Web Scraping Series Part IV — World Coins with Scrapy & Data Analysis with Pandas

Published in

Level Up Coding

10 min readJan 14, 2024

As an enthusiastic collector of antique coins, I have always been fascinated by the rich history each piece embodies. These coins are not only currency, but also links to our past. Some may have been used in times of war, others for everyday transactions like buying food, book, clothes or acquiring a new home. Each coin holds a story, a glimpse into the lives and times of those who once held them.

My journey as a collector often takes me through antique bazaars, online marketplaces, and networks of fellow enthusiasts. It’s a pursuit that combines my love for history with the thrill of discovery. Among my collection, there are a few coins that stand out, not just for their historical significance, but for their art. More than just metal, these coins are miniature masterpieces, a showcase of the craftsmanship and artistic sensibilities of their time.
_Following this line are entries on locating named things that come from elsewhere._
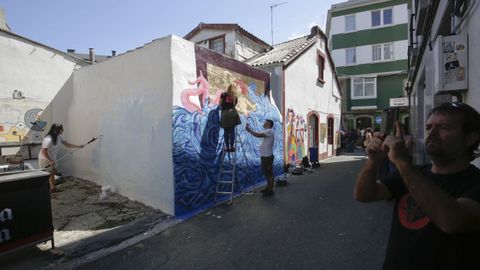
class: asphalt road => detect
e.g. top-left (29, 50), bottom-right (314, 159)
top-left (79, 156), bottom-right (393, 270)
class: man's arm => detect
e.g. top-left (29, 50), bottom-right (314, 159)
top-left (394, 161), bottom-right (480, 233)
top-left (383, 123), bottom-right (480, 233)
top-left (62, 141), bottom-right (84, 148)
top-left (354, 133), bottom-right (393, 202)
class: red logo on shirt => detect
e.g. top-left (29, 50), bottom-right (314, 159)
top-left (398, 193), bottom-right (430, 230)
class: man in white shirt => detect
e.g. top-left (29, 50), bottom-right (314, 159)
top-left (38, 124), bottom-right (84, 193)
top-left (246, 119), bottom-right (275, 197)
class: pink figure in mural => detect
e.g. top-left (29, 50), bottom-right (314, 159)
top-left (235, 80), bottom-right (248, 96)
top-left (208, 89), bottom-right (225, 107)
top-left (287, 109), bottom-right (297, 162)
top-left (180, 71), bottom-right (210, 113)
top-left (234, 80), bottom-right (257, 117)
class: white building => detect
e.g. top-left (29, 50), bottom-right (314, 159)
top-left (246, 26), bottom-right (341, 163)
top-left (408, 0), bottom-right (480, 165)
top-left (0, 26), bottom-right (89, 148)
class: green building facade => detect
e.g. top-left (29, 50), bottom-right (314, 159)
top-left (327, 0), bottom-right (409, 132)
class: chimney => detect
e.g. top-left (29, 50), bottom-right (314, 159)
top-left (88, 48), bottom-right (95, 64)
top-left (308, 25), bottom-right (322, 38)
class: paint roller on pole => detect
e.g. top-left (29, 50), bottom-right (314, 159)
top-left (44, 134), bottom-right (103, 169)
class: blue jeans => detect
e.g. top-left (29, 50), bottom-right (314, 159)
top-left (223, 127), bottom-right (235, 149)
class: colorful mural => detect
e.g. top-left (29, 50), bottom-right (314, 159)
top-left (173, 64), bottom-right (283, 217)
top-left (320, 123), bottom-right (327, 143)
top-left (285, 109), bottom-right (306, 163)
top-left (0, 101), bottom-right (47, 143)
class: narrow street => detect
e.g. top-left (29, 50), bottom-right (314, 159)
top-left (79, 153), bottom-right (392, 270)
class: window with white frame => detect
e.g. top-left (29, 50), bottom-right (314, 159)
top-left (351, 78), bottom-right (377, 99)
top-left (209, 36), bottom-right (225, 53)
top-left (372, 8), bottom-right (393, 27)
top-left (383, 8), bottom-right (393, 25)
top-left (372, 43), bottom-right (393, 62)
top-left (345, 48), bottom-right (357, 65)
top-left (345, 14), bottom-right (356, 32)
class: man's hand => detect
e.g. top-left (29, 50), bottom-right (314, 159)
top-left (367, 132), bottom-right (385, 161)
top-left (382, 121), bottom-right (412, 164)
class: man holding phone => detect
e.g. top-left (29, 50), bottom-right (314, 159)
top-left (354, 103), bottom-right (480, 270)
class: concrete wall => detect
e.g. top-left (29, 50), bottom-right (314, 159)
top-left (0, 7), bottom-right (9, 31)
top-left (0, 31), bottom-right (80, 147)
top-left (52, 36), bottom-right (174, 214)
top-left (284, 38), bottom-right (341, 162)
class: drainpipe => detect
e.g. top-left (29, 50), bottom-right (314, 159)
top-left (88, 48), bottom-right (95, 64)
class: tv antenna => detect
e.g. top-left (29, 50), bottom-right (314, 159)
top-left (270, 2), bottom-right (288, 46)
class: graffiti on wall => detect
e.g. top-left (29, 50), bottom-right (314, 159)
top-left (320, 123), bottom-right (327, 143)
top-left (285, 109), bottom-right (306, 163)
top-left (0, 102), bottom-right (47, 142)
top-left (173, 65), bottom-right (283, 216)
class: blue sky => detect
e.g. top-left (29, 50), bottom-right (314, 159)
top-left (0, 0), bottom-right (344, 54)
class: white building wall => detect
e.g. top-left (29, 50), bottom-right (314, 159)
top-left (235, 32), bottom-right (263, 61)
top-left (0, 32), bottom-right (79, 101)
top-left (285, 42), bottom-right (341, 158)
top-left (53, 36), bottom-right (178, 214)
top-left (411, 1), bottom-right (480, 167)
top-left (330, 4), bottom-right (408, 35)
top-left (186, 29), bottom-right (237, 59)
top-left (332, 40), bottom-right (408, 67)
top-left (0, 32), bottom-right (80, 147)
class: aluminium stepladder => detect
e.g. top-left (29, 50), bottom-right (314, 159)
top-left (215, 126), bottom-right (255, 204)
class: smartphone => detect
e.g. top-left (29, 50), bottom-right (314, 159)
top-left (380, 108), bottom-right (400, 136)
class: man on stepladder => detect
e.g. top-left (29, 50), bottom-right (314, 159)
top-left (246, 119), bottom-right (275, 197)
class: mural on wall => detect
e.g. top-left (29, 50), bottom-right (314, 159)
top-left (0, 101), bottom-right (47, 143)
top-left (285, 109), bottom-right (306, 163)
top-left (320, 123), bottom-right (327, 143)
top-left (173, 64), bottom-right (283, 217)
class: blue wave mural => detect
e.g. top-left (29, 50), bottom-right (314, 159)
top-left (173, 84), bottom-right (283, 218)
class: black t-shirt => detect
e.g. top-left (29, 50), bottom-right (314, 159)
top-left (220, 93), bottom-right (237, 111)
top-left (382, 165), bottom-right (480, 270)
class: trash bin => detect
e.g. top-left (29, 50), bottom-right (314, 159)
top-left (309, 147), bottom-right (318, 163)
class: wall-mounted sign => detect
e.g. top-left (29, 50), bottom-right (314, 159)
top-left (433, 35), bottom-right (468, 92)
top-left (390, 97), bottom-right (408, 107)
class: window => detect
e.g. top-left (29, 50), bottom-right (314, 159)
top-left (372, 8), bottom-right (393, 27)
top-left (209, 36), bottom-right (225, 53)
top-left (372, 43), bottom-right (393, 62)
top-left (372, 45), bottom-right (382, 61)
top-left (345, 48), bottom-right (357, 65)
top-left (383, 8), bottom-right (393, 25)
top-left (383, 44), bottom-right (393, 60)
top-left (345, 15), bottom-right (355, 32)
top-left (351, 78), bottom-right (377, 99)
top-left (372, 10), bottom-right (381, 26)
top-left (317, 51), bottom-right (325, 83)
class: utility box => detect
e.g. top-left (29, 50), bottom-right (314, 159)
top-left (0, 171), bottom-right (53, 255)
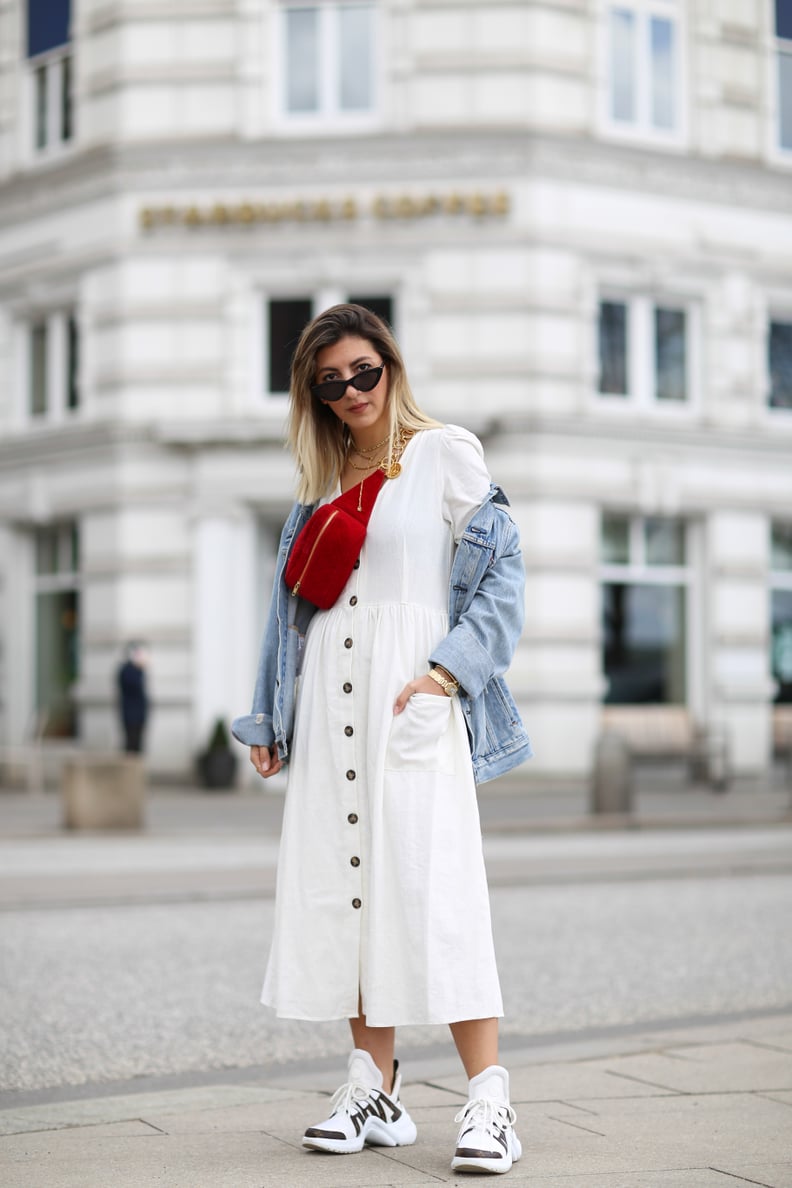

In each coin, I see the confluence of economy, art, and history. They are a reminder of the evolution of societies, the rise and fall of economies and the way art reflects the times. This collection is not just a hobby for me; it’s a journey through time, an exploration of the human story etched in metal.

In the first three part I talked about beautifulsoup, requests, html structure, selenium, browser automation, X, instagram and github scraping, if you want to catch up I suggest to you to check them:

Part I:

Web Scraping Series Part I — IMDb’s Most Popular Movies with Requests and BeautifulSoup

So, if you ask me about the most important skill of this century, I would definitely tell you it’s data literacy…

levelup.gitconnected.com

Part II:

Web Scraping Series Part II — X Feed & Selenium

Welcome back to our Web Scraping Series. In second part, we’re focusing on X, a platform with up-to-minute information…

levelup.gitconnected.com

Part III:

Web Scraping Series Part III— Practice with Instagram & GitHub

Have you ever felt lost in the endless world of GitHub repositories or puzzled by your Instagram connections?

levelup.gitconnected.com

One of the data scientist that I talked said:

To become a better data scientist, you have to get your hands dirty, and you should get your own data, you should find data from your personal data(e.g. smart watches), get the data from the internet, clean that ugly data and turn it into meaningful stories. In this process you will tear a lot of hair, you will say it doesn’t work, I can’t do it, but in the end this is the way to learn.

In fourth installment I will combine, scraping the data from from Vcoins with tool called Scrapy and after that I will clean and try to analyze the data I obtain from there with Pandas, let’s start.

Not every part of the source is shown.